Authors' conclusions

This update of the review from 2011 provides additional evidence of the efficacy of treadmill intervention for certain groups of children up to six years of age, but power to find significant results still remains limited. The current findings indicate that treadmill intervention may accelerate the development of independent walking in children with Down syndrome and may accelerate motor skill attainment in children with cerebral palsy and general developmental delay. Future research should first confirm these findings with larger and better designed studies, especially for infants with cerebral palsy and developmental delay. Once efficacy is established, research should examine the optimal dosage of treadmill intervention in these populations.

PICOs

Population
Intervention
Comparison
Outcome

The PICO model is widely used and taught in evidence-based health care as a strategy for formulating questions and search strategies and for characterizing clinical studies or meta-analyses. PICO stands for four different potential components of a clinical question: Patient, Population or Problem; Intervention; Comparison; Outcome.

See more on using PICO in the Cochrane Handbook.

Plain language summary

Treadmill interventions in children under six years of age at risk of delay in motor skills

Review question

This is an update of the review published in 2011, which examined the effect of treadmill interventions on children below six years of age at risk of delay in motor skills.

Background

Helping children with motor delays to walk is often the focus of therapeutic intervention. Some literature suggests that treadmill training could provide an opportunity for children to walk with support for sufficient periods of time to enhance motor learning. This review examined existing evidence about treadmill interventions in young children with neuromotor impairment.

Search date

The evidence is current to May 2017.

Study characteristics

We included seven studies on treadmill intervention on 175 children with Down syndrome, cerebral palsy, general developmental delay or children with moderate risk for delay. Studies used home‐based or clinic‐based treadmill protocols, ranging in duration from six weeks to several months, or until the children walked independently.

Treadmill training versus no treadmill training was compared in five studies, including 117 children with one of the above mentioned risks. Treadmill training with or without orthotics (braces) was examined in 22 children with Down syndrome. High‐intensity versus low‐intensity treadmill training was compared in 36 children with Down syndrome.

Key results

Compared to no treadmill intervention, treadmill training helped 30 children with Down syndrome to walk earlier, but did not help 28 infants at moderate risk for developmental delay.

Overall, treadmill intervention did not improve overall gross motor function or gross motor skills related to standing.
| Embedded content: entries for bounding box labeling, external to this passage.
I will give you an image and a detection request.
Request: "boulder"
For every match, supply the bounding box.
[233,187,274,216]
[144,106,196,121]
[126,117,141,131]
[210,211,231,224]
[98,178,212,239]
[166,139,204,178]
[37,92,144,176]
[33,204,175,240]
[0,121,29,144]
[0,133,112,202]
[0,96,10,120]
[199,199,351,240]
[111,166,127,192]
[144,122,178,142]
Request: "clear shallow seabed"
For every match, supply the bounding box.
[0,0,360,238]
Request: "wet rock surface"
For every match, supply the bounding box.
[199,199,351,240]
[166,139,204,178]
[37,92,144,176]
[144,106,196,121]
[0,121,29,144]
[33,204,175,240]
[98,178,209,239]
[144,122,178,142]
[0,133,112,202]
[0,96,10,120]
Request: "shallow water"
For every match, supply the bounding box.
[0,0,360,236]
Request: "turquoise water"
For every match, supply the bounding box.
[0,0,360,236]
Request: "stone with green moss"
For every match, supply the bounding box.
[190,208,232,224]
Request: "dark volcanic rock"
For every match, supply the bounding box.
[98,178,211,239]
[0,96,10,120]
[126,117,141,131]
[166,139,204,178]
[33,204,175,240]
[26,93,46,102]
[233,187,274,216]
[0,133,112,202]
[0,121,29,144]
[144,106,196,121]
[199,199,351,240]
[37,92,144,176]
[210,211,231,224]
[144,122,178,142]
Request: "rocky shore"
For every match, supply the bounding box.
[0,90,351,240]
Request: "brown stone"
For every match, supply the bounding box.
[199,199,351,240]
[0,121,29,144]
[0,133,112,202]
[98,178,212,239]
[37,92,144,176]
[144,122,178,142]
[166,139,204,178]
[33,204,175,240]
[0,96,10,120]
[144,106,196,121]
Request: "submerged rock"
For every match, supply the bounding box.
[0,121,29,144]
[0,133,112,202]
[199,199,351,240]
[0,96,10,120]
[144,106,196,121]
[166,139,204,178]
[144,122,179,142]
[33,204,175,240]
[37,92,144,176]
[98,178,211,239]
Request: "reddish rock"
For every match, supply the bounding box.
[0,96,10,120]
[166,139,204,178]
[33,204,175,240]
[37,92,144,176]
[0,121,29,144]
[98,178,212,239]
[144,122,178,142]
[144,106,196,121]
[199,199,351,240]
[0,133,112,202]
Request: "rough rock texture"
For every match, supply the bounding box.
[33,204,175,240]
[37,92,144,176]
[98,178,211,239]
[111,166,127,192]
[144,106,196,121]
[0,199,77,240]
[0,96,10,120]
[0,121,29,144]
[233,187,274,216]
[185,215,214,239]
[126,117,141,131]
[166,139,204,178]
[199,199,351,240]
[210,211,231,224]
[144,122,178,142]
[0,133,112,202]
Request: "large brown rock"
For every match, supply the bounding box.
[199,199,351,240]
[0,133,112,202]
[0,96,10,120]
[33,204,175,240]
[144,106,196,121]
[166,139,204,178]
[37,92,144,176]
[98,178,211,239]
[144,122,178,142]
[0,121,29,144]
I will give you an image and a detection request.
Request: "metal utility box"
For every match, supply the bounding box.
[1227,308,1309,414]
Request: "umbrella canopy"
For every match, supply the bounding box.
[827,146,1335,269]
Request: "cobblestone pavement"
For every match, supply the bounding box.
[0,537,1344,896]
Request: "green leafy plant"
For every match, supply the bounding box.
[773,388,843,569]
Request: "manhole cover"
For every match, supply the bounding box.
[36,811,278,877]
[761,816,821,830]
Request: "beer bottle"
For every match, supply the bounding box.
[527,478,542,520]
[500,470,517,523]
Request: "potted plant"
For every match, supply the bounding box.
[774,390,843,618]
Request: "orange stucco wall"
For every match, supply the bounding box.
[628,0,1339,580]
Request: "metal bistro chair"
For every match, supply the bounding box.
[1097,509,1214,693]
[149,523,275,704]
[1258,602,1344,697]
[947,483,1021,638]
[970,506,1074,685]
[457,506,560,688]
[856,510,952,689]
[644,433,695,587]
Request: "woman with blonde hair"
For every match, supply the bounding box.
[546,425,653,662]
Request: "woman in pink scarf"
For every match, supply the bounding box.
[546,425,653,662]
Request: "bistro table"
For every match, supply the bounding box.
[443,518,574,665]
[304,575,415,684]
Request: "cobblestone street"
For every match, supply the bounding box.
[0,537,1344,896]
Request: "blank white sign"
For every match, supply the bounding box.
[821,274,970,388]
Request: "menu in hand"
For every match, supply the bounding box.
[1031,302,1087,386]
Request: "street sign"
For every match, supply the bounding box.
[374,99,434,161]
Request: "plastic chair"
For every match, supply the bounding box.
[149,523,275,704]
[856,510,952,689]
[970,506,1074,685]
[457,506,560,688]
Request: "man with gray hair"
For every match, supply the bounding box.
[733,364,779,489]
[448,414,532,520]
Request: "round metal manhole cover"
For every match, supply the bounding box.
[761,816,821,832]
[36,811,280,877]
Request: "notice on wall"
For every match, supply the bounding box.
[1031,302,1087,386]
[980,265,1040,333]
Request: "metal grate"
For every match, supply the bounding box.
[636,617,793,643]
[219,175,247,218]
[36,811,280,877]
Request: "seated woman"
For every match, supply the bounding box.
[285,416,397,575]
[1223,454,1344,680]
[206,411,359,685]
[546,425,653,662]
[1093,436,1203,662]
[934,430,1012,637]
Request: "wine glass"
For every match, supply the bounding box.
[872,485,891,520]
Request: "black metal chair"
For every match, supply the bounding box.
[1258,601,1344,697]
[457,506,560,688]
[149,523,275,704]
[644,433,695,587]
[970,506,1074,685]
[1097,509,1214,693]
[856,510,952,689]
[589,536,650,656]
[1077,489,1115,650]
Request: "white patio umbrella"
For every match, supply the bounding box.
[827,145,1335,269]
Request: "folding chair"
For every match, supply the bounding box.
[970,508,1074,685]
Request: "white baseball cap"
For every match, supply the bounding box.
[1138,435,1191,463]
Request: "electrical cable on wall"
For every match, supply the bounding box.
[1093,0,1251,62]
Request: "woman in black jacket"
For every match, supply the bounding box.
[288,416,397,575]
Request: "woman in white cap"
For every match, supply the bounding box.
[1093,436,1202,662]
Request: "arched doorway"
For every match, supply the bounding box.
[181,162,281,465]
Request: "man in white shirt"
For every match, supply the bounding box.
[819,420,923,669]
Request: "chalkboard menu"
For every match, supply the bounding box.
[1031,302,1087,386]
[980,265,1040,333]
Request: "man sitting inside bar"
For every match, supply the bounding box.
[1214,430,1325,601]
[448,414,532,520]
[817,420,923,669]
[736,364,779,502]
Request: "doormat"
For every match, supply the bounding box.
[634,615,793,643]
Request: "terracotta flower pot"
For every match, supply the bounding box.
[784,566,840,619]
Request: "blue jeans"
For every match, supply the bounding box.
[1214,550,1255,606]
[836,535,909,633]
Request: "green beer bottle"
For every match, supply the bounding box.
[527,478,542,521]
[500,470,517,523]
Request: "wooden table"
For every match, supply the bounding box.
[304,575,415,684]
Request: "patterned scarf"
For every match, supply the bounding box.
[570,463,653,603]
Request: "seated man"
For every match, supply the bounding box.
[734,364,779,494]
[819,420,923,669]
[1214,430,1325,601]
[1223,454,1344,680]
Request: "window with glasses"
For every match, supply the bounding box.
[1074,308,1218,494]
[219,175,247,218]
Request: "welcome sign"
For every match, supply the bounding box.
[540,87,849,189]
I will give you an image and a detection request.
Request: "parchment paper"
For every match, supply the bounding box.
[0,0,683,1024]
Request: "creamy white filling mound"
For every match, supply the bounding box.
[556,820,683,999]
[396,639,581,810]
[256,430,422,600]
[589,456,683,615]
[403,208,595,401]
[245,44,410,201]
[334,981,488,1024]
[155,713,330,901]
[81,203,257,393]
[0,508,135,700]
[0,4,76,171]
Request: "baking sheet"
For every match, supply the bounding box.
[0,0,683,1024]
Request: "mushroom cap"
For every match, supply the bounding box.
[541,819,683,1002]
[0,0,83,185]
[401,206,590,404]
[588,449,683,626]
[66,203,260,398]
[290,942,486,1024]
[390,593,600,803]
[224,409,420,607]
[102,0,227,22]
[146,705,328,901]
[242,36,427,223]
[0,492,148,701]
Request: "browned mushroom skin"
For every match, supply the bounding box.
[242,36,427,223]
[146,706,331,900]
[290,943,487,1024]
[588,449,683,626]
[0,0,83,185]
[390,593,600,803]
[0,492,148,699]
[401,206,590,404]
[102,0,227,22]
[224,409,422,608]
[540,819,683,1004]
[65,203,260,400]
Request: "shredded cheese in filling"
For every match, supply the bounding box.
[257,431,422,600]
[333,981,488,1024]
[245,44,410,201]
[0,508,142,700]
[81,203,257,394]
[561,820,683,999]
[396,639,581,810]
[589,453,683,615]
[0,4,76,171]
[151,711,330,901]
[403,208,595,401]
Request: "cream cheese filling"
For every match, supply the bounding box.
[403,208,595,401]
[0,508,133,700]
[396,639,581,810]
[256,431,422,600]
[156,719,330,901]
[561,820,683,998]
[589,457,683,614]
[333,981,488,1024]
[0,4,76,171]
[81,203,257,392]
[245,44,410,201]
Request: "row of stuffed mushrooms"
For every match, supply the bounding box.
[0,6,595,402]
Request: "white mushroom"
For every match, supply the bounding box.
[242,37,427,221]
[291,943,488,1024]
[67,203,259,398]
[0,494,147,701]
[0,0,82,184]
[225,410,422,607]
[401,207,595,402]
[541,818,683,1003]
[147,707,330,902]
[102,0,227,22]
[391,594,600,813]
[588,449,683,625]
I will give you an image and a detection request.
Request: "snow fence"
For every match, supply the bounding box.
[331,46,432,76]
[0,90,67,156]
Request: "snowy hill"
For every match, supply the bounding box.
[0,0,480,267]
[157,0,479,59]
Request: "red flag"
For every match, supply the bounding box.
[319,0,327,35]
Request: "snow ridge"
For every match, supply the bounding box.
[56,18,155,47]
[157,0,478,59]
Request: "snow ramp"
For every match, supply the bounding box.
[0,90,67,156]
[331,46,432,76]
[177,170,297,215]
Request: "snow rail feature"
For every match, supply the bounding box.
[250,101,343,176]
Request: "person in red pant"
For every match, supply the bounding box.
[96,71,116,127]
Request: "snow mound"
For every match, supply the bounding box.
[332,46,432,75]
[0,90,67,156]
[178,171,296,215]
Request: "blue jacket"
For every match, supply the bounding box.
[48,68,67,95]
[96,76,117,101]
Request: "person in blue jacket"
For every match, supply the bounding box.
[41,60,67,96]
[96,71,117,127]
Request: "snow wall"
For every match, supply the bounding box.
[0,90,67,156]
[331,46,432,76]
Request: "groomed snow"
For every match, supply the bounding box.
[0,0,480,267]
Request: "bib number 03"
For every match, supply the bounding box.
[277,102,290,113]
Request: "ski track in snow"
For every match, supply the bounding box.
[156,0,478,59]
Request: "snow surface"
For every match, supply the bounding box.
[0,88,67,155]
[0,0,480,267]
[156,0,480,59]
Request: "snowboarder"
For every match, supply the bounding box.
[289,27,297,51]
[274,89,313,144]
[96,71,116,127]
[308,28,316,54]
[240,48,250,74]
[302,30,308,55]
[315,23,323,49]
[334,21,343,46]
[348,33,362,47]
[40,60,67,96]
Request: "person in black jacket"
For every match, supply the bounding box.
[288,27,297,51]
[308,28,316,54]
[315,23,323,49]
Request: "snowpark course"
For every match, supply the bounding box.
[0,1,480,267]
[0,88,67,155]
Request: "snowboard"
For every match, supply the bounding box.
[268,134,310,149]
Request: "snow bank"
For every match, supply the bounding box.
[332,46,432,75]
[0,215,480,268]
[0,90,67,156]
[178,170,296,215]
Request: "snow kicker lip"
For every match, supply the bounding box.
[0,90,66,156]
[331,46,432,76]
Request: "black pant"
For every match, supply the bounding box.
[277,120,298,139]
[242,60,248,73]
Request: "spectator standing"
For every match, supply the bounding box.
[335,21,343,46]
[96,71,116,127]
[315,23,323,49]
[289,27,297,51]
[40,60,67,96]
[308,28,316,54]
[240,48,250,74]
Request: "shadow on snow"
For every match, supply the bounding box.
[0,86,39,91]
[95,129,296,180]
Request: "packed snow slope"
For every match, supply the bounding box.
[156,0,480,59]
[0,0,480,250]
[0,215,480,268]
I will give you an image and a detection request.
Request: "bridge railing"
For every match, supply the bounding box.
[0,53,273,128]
One study, which compared treadmill intervention with and without orthotics in 17 children with Down syndrome, suggested that adding orthotics might hinder gross motor progress. However, 20 ambulatory children with developmental delay, who engaged in treadmill training at preschool, improved walking skills. Twelve children with cerebral palsy, who received intensive treadmill training, showed faster achievement of motor milestones than children without treadmill training.

None of the studies reported problems or injuries from the treadmill training.

Overall, support for the intervention is limited. Confirmation from larger studies is necessary. Once efficacy of the intervention is established, optimal dosage research is needed.

Use of statistics

Statistical analysis was only performed on similar outcomes across studies.

Quality of the evidence

Standardized assessment for quality of evidence ranged from high to very low. Quality of evidence was determined by the number of children studied, completeness of the data, and random group assignment.